Refactoring GHC Types

This page is to document several ideas for how to refactor the way types are stored and processed within GHC. The general goal here is to clean up code, but it is also possible we'll be able to improve error messages through this work.

This page was started in June 2018.

See Trac #15479

Desugaring types separately

Currently (June 2018), GHC sports these two functions:

tc_hs_type :: TcTyMode -> HsType GhcRn -> TcKind -> TcM TcType -- in TcHsType.hs
tcExpr :: HsExpr GhcRn -> ExpRhoType -> TcM (HsExpr GhcTcId)   -- in TcExpr.hs

The first takes a Haskell type (HsType GhcRn) and its expected kind and outputs a TcType: a Core type (possibly with TcTyVars in it -- that's the Tc prefix).
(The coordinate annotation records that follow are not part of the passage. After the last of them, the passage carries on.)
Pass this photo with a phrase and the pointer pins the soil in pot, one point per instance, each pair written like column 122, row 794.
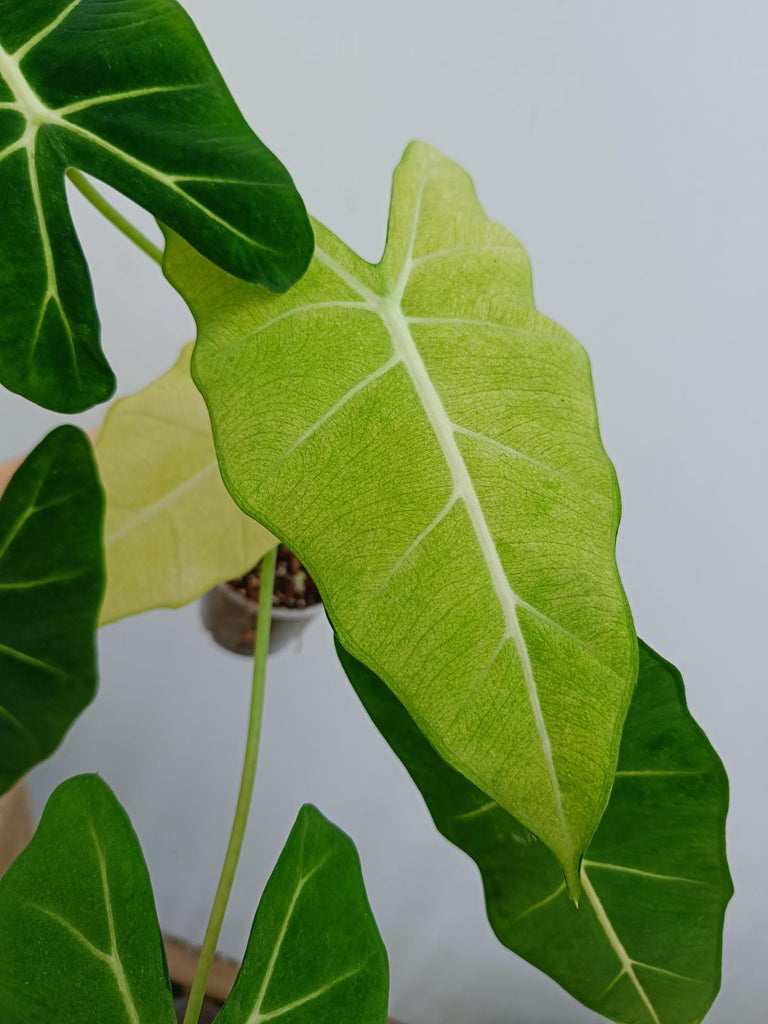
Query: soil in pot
column 229, row 611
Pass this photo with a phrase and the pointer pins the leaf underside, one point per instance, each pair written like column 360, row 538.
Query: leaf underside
column 427, row 442
column 79, row 937
column 171, row 530
column 127, row 92
column 314, row 951
column 51, row 580
column 644, row 946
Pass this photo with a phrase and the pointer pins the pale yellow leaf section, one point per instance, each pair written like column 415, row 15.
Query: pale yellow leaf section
column 172, row 531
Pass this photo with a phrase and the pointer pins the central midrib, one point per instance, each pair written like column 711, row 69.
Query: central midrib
column 151, row 511
column 389, row 308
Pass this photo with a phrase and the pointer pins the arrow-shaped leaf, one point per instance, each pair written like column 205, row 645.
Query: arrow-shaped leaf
column 172, row 530
column 427, row 442
column 644, row 947
column 314, row 951
column 128, row 92
column 79, row 937
column 51, row 579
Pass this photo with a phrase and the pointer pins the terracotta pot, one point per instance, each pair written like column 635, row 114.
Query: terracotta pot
column 230, row 619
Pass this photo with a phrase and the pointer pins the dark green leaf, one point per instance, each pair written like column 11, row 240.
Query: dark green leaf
column 314, row 952
column 51, row 580
column 645, row 945
column 126, row 91
column 79, row 937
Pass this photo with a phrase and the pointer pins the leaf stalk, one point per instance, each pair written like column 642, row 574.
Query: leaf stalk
column 235, row 847
column 95, row 198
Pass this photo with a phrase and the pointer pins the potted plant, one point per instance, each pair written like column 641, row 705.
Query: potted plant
column 440, row 474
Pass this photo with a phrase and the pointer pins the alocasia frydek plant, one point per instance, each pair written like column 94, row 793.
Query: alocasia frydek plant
column 439, row 471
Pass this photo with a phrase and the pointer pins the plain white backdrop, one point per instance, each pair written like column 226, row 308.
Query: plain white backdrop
column 626, row 145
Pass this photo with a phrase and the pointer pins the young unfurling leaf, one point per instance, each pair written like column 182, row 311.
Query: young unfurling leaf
column 426, row 441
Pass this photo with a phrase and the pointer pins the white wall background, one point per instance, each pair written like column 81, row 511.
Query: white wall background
column 626, row 144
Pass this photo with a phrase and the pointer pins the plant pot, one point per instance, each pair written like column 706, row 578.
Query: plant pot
column 230, row 619
column 15, row 824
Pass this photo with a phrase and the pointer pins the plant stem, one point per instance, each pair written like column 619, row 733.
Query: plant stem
column 114, row 216
column 246, row 792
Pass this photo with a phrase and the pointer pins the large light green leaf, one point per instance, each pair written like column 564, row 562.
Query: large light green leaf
column 79, row 937
column 427, row 442
column 51, row 579
column 172, row 529
column 128, row 92
column 314, row 952
column 645, row 945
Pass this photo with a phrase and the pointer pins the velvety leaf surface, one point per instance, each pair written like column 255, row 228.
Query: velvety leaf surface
column 79, row 938
column 644, row 947
column 128, row 92
column 51, row 580
column 314, row 952
column 172, row 530
column 427, row 443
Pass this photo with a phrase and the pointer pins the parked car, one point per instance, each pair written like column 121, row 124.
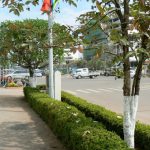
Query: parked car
column 20, row 74
column 84, row 72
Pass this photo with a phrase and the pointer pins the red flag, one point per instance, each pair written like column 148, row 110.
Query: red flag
column 46, row 6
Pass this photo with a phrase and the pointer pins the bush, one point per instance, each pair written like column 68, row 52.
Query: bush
column 110, row 119
column 71, row 126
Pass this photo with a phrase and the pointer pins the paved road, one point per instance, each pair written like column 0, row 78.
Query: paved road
column 107, row 92
column 20, row 127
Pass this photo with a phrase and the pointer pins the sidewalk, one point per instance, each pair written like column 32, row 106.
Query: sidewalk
column 20, row 127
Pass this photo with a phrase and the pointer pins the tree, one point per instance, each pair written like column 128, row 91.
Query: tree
column 26, row 42
column 17, row 6
column 114, row 17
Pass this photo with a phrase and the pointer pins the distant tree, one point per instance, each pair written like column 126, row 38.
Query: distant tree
column 17, row 6
column 118, row 33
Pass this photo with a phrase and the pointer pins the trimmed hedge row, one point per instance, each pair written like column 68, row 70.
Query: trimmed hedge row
column 110, row 119
column 71, row 126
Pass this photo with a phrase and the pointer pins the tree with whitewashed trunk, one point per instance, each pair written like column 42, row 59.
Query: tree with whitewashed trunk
column 119, row 32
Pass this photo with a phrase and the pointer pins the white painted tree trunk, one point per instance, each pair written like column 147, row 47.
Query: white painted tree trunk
column 130, row 110
column 32, row 81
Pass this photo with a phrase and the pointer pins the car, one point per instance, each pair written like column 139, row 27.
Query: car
column 21, row 74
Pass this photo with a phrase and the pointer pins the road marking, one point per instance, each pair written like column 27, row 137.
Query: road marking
column 71, row 92
column 105, row 90
column 115, row 89
column 82, row 91
column 93, row 90
column 143, row 89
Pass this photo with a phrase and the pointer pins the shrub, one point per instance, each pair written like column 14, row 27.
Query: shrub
column 110, row 119
column 71, row 126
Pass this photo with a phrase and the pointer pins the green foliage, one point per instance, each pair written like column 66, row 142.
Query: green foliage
column 71, row 126
column 111, row 120
column 12, row 84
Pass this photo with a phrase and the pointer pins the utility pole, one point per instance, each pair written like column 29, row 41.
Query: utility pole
column 50, row 54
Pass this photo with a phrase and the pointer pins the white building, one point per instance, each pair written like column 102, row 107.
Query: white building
column 71, row 56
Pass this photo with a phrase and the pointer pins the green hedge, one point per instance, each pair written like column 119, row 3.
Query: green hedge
column 71, row 126
column 110, row 119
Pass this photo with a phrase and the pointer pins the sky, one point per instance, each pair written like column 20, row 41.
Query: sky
column 67, row 15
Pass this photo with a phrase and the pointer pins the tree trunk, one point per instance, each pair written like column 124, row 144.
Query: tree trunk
column 130, row 110
column 32, row 79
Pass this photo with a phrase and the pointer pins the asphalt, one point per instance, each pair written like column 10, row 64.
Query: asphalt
column 20, row 127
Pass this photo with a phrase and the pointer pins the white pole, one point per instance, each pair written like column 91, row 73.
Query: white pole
column 50, row 36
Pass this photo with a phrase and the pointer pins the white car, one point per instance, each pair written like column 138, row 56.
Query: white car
column 20, row 74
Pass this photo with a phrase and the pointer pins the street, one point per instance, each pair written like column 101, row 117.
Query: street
column 107, row 92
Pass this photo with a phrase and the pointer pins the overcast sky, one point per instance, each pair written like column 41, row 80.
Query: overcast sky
column 66, row 16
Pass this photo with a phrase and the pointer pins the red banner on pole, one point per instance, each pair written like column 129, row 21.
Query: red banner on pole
column 47, row 6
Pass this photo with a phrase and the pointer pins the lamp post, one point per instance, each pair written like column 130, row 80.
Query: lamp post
column 50, row 54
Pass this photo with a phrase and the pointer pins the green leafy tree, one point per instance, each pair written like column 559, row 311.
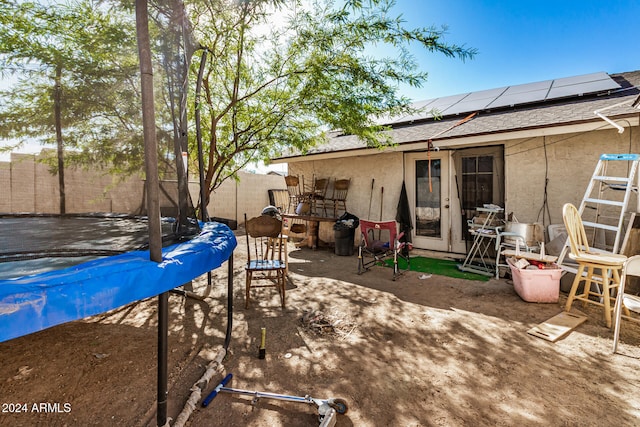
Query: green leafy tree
column 269, row 88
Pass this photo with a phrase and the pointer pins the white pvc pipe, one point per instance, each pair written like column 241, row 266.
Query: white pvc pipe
column 607, row 119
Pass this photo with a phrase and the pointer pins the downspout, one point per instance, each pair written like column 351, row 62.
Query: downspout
column 608, row 120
In contrast, the second takes a Haskell expression (HsExpr GhcRn) and its expected type and outputs a HsExpr GhcTcId: a Haskell expression using TcIds as its binders. Despite performing parallel operations, these two functions have wildly different output forms: one is a Core thing and one is a Haskell thing. Accordingly, expressions must be desugared in a later pass to Core expressions, while types are essentially desugared while being checked.

The first goal in this refactor is to align these functions. Desugaring separately has several advantages:

  • Type checking is complicated. Desugaring can be, too. Better to separate them.
  • We report type errors during type checking (and sometimes afterwards). These messages can use the code the user has written only if we don't desugar simultaneously. For example, if we declare x :: Int `Either` Bool, currently GHC reports x :: Either Int Bool in error messages, having forgotten about the user's syntax. Perhaps if we save the user's syntax, we can also be less worried about expanding type synonyms as we solve.
  • As we will see later, doing this sets the stage for removing the "knot" in type checking.

We thus want

tc_hs_type :: TcTyMode -> HsType GhcRn -> TcKind -> TcM (HsType GhcTc)

Note the new return type.

SLPJ: I hypothesise that tc_hs_type would always immediately be followed by dsHsType. For example, given a type signature f :: Int -> Int, I want to add f to the type environment with its Type (emphatically not its HsType).

Is there ever a case where we do not want to immediately desugar? End SLPJ.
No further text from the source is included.